Inspiration

The world is immersed in a transition into a new digital age, where decentralized technologies and user-centric interfaces will enable a new generation of digital interactions. We believe that this new digital age will be defined by the verifiability of information and the transferability of assets in real time. When information is related to individuals and companies, there are two W3C standards that establish an ideal user-centric framework for the issuance, presentation, and verifiability of verifiable credentials: decentralized identifiers (DIDs) and verifiable credentials (VCs).

After working with these standards for several years in multiple projects in Latin America and the Caribbean, we realized that there was a missing piece to achieve mass adoption and make the digital interactions more user-centric, privacy preserving, and reliable. That missing piece are tools and interfaces that allow enterprises to incorporate the standards into their digital infrastructure and start using them to issue verifiable credentials.

What it does

We have developed a platform that allows enterprises and individuals to interact through digital credentials. Our platform has an enterprise portal where enterprises can create, customize, and issue any kind of verifiable credential to a user. Users can use our digital wallet to receive, store, and present credentials to third parties (a.k.a. verifiers). Verifiers can request specific credentials following the OpenID4VP standard to end-users, and the presentation of credentials can be done under selective disclosure and ZKP conditions. The platform is being developed by Blerify, a spinoff from LACChain, an open source blockchain project. Both Blerify and LACChain teams are committed to contributing to open-source tools for the community.

How we built it

In order for issuers to send credentials to individuals, we have created an interface using DIDComm. The solution consists in what we call the “LACChain Mailbox,” which is an open-source solution for DID owners to authenticate to a service where they can leave an encrypted message to another DID. The recipient DID can later authenticate to the same service to retrieve the payload, decrypt it, and get the message that contains the verifiable credential or presentation.

Challenges we ran into

From a technical perspective, integrating DIDComm as a credential exchange mechanism was a significant challenge due to the implementation of specific encryption algorithms in different components such as the issuance portal, the backend, and the wallet where the public keys are exposed in the DID Documents of the issuer, mediator (mailbox), and recipient for proper transportation. The LACChain Mailbox implements a DID-based authentication method, which means that both: the issuer and recipient must have at least one public key registered in their DID for authentication purposes and another for encryption. Finally, the credential must be packaged in digital envelopes or wrappers for routing, first encrypting the credential for the recipient and then encrypting that same result for the Mailbox, in such a way that the Mailbox can decrypt the message for itself and see the next route but without being able to see the original message to the recipient.
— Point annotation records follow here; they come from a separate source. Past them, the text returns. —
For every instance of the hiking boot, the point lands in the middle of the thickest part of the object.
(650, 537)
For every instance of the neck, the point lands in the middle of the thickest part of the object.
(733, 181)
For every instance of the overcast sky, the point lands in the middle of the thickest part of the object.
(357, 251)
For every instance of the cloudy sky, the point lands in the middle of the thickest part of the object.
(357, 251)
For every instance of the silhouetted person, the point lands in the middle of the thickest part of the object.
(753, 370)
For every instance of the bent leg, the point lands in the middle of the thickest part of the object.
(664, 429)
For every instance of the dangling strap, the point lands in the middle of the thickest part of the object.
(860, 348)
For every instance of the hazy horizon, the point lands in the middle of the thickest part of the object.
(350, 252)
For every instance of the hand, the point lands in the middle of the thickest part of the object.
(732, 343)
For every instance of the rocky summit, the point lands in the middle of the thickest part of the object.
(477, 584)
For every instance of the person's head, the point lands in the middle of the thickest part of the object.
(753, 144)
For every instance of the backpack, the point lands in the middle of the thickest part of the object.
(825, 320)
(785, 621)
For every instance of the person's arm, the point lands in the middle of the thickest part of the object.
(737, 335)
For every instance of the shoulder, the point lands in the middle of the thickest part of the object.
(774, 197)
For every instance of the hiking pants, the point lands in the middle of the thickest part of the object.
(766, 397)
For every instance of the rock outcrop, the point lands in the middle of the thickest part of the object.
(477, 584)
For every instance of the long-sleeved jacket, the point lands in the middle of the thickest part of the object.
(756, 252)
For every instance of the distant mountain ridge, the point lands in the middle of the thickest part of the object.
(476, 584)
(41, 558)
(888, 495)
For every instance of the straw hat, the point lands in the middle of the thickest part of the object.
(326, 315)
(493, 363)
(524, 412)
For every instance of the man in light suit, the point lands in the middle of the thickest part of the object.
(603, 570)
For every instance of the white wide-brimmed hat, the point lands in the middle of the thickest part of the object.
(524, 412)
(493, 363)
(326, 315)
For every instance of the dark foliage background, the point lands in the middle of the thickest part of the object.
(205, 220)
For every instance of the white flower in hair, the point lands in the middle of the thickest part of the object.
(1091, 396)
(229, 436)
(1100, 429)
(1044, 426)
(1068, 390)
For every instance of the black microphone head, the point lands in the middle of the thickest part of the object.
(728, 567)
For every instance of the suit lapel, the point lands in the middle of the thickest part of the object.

From a business perspective, despite the verifiable element of a verifiable credential is typically a JSON, real world applications demand user-friendly PDFs that can be customized by the issuers, as well as downloaded, printed, and exposed by individuals. We developed a PDF editor that allows to create custom fields in a PDF and match them with the fields and values in the JSON. Another challenge is how to present and verify credentials when the verifier does not have a proper interface capable of making ID4VP-compliant requests. To address this, the PDFs come with a QR code that allows the resolution of the verifiable credential data to verify its authenticity and status even from a device that does not have the wallet. That is why the QR code is a URL that, when scanned, redirects to the Blerify website to display the credential data, whether it has been revoked, the expiration date, and even the PDF itself. Finally, if the user has the mobile application of the Wallet, the result of the verification is displayed in a more user-friendly interface.

What we want

We want to build a user-centric world where individuals can own their digital self through non-custodial digital wallets. For that, we want to enable the tools and middleware for enterprises to connect to non-custodial interfaces and be able to issue and verify verifiable credentials. We believe that this is an enabler for the new age of tokenized assets, because better means for digital authentication will be necessary to meet the 2030 projections of a multi trillion-dollar tokenized industry. And the best way, in our opinion, to do that is by empowering individuals with their own control of their identity and data through verifiable credentials.

Accomplishments we are proud of

We are working with an association of academic centers in Latin America and the Caribbean that have already piloted and loved the solution. We are also initiating working roadmaps with two governments and several large private sector corporations.

What we learned

We learned that DIDComm is a powerful tool for sending any type of messages, not necessarily credentials, that maintains the privacy of the transported data and can even route them between different networks and communication protocols for greater interoperability. The Mailbox is a versatile tool that can be deployed in any infrastructure with the possibility of connecting to different blockchain networks and supporting multiple DID methods.